Donnelly, D. F., McGarr, O., & O'Reilly, J. (2014). ‘Just be quiet and listen to exactly what he's saying': Conceptualising power relations in inquiry-oriented classrooms. International Journal of Science Education, 36(12), 2029–2054. doi:10.1080/09500693.2014.889867
Implementation of inquiry-based projects in structured learning environments requires creating a culture of inquiry that may involve new modes of behavior or group norms. Beyond explicit behavioral rules, unspoken codes of conduct in classrooms typically shape interactions between students and teachers. For inquiry-based science learning to be effective, research suggests that participants must take ownership of their learning to make authentic connections to scientific content. Ownership involves posing questions, planning investigations, and debating findings—all of which can be seen as activities that challenge classroom norms. In this paper the authors Donnelly, McGarr, and O’Reilly explore how classroom norms can stifle or facilitate the implementation of inquiry-based science education.
The authors asked, “What mechanisms of power emerge when teachers attempt to implement inquiry-based science education?” To answer this question, they studied interactions between teachers and students in two schools in Ireland during guided inquiry-based chemistry lessons using a program called Virtual Chemistry Lab. Data included video observations, teacher interviews, student focus groups, and student self-assessment sheets. The students in both schools were 15–17 years old and were enrolled in an elective chemistry class. The inquiry-based project involved using a virtual chemistry workbench to solve a pre-determined problem regarding the flavor (composition) of vinegar samples. The teachers who led the lessons considered their approaches to be inquiry-based, encouraging open-ended investigations without prescribed recipes.
The study revealed that techniques for maintaining established power relations in the classroom were rooted deeply enough in student and teacher roles to interfere with the success of the intended inquiry-based science lesson. For instance, both teachers walked the room and initiated random check-ups on students’ progress. The teachers’ questions reflected a traditional product-oriented mindset focused on completing steps of the project rather than encouraging process-oriented inquiry, which foregrounds student-driven questions and open-ended exploration. As a result, students focused on completing step-by-step procedures, concerning themselves with “getting a colour change, rather than why they were getting a colour change” (p. 2040).
The study found that maintaining the traditional power dynamics between teachers and students undermined the inquiry-based goal of generating student interest in and ownership of scientific content. Students reported that they didn’t feel any ownership over the chemistry problem they worked on. Many felt uncomfortable trying to solve the problem without a recipe.
These findings reflect a persistent problem for inquiry-based education: classroom power dynamics are difficult to disrupt, and students don’t feel ownership over ideas.

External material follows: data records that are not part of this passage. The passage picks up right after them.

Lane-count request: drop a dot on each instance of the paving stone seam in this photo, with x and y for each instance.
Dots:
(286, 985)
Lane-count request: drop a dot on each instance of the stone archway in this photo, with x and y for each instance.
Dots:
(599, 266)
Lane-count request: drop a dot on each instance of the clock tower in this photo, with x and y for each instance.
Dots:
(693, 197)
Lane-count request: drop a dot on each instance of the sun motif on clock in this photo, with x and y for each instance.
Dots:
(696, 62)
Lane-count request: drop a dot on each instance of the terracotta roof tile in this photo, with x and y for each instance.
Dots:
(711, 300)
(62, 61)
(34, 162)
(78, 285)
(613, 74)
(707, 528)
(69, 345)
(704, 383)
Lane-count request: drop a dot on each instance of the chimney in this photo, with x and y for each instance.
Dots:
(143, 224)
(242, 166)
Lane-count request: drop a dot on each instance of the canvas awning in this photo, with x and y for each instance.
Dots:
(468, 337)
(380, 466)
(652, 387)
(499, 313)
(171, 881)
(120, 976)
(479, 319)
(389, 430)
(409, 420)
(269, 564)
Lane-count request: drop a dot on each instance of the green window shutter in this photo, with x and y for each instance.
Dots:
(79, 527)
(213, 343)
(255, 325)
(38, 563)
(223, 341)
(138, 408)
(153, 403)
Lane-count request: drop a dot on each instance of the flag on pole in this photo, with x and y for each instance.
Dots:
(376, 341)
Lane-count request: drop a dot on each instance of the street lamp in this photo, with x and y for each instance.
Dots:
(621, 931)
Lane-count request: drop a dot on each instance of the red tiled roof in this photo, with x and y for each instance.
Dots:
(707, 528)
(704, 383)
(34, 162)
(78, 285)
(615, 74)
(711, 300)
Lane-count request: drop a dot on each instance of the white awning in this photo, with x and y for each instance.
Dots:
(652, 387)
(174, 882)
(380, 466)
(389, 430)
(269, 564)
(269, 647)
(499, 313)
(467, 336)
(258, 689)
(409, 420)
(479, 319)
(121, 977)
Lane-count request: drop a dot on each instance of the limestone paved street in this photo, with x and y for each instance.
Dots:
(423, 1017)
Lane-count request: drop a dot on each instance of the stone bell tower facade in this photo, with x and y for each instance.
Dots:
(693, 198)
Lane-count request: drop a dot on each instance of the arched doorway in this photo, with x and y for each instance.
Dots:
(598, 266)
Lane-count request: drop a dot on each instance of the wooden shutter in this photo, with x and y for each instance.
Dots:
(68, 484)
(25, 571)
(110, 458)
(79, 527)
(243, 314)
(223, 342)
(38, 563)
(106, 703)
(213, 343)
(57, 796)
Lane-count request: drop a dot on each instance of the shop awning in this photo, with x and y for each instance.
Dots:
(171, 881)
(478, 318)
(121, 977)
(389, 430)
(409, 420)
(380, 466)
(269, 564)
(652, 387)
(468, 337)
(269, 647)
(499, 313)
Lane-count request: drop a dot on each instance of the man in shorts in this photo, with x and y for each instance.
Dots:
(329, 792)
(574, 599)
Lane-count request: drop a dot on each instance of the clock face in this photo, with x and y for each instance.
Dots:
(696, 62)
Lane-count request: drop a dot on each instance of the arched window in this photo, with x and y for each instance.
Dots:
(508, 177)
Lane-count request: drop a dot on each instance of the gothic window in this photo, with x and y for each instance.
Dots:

For example, many students in this study were worried that owning their ideas, critiquing curricular assumptions, and experimenting freely would challenge the teachers’ authority and bring negative consequences.
The study was conducted using a Foucauldian approach that understands power relations to be ubiquitous and primary in human social life. This framework views student and teacher behavior in the classroom as implicitly fulfilling the roles of a kind of classroom game, in which the teacher poses a question, a student gives a brief response in an attempt to satisfy the teacher’s demand, and the teacher evaluates the response (commonly referred to as “IRE,” or initiation, response, evaluation). In this context, students are less focused on learning about the world than on providing answers that fit the routine.
Foucauldians argue that power relations are maintained in direct and indirect ways. Surveillance, spatial distribution, and regulation are the direct methods. The indirect methods are defining norms, establishing ownership of ideas, and using persuasive or authoritative discourse. The authors argue that, while many of these techniques can be useful and productive, educators should strive to use them only in ways that don’t disengage students from the process of genuine learning through inquiry.
Implications for Practice
This study reminds educators that implementing inquiry-based practices requires more than good science content and open investigation. Attention must also be given to the existing power dynamics that shape student engagement. Educators can benefit from considering not only how they build inquiry projects but also how they build group norms to effectively shift student and teacher roles to accommodate an inquiry-based stance.